Why Nedbank is paying a higher premium for NCBA

Nedbank

A Nedbank sign in Johannesburg, South Africa.

Photo credit: File | Nation Media Group

NCBA Group’s digital credit and banking services coupled with its progressive dividend payout were the key factors that saw South Africa’s Nedbank offer a relatively higher premium to acquire a 66 percent stake in the Nairobi Securities Exchange-listed lender.

Nedbank indicated on January 22 that it will pay Sh110.4 billion in cash and stock for the controlling stake in NCBA, translating to 1.4 times the net assets or book value of the Kenyan banking multinational.

The portion of net assets being acquired by Nedbank stood at Sh79.35 billion, based on NCBA’s results for the nine months ended September 2025.

The 1.4 times book value multiple places the valuation of NCBA above that of recent peer transactions.

Nigeria’s Access Bank acquired National Bank of Kenya in 2024 at 1.25 times net assets while a consortium of three companies acquired a 39 percent stake in Sidian Bank at a price that appraised the lender at 0.95 times its book value.

Equity Group in June 2023 acquired a controlling 92 percent stake in Rwanda’s Cogebanque at a 1.26 times its net assets. Kenyan banks previously traded at up to three times their net assets in early 2015, with their valuation taking a hit from multiple shocks including the Covid-19 pandemic and interest rates caps which lasted from September 2016 to November 2019.

“NCBA has amazing technology. If you look at what NCBA has been doing in the digital and fintech arena, it has technologies that we think are incredibly powerful and something that we can use even in our own home market in South Africa and also in other markets because there’s something there that is clearly scalable," Nedbank’s CEO, Jason Quinn, told the Business Daily.

"When you see technologies that are scalable, price-to-book multiple isn’t always the best determinant of value because you can scale and build out those technologies in other markets."

Nedbank says that NCBA's track record in dividend payment was another key factor that informed its willingness to accept a relatively high premium in acquiring a controlling stake in the business.

In the financial year 2024, NCBA’s dividend stood at Sh5.5 per share translating to a total payout of Sh9 billion which was a 15.8 percent increase compared to the previous year and a payout ratio of 41.4 percent. Between 2020 and 2024, NCBA's total dividend payout stood at Sh31 billion.

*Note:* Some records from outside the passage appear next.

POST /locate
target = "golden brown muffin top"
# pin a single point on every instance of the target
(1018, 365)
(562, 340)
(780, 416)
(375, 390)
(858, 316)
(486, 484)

Nedbank says that the NCBA acquisition is designed to give a more stable and stronger dividend payout than the bank experienced with Ecobank which it exited in 2025.

“It’s also fair to say that NCBA Group is a strong dividend payer and so the earnings correlate quite nicely with the cash flows and that was another compelling component of the valuation especially given that the business is well capitalized," Quinn says.

"Although we had long standing shareholding in Ecobank, West Africa is a little bit more difficult to extract returns out of and the track record of dividend coming out of Ecobank particularly in Nigeria was problematic."

Nedbank’s CEO is visiting Kenya this week to meet the top leadership of NCBA Group as well as market regulators including the Capital Markets Authority and the Central Bank of Kenya.

The bank’s acquisition of NCBA is expected to be concluded within 6 to 9 months, implying it should be consummated by the start of the third quarter of 2026.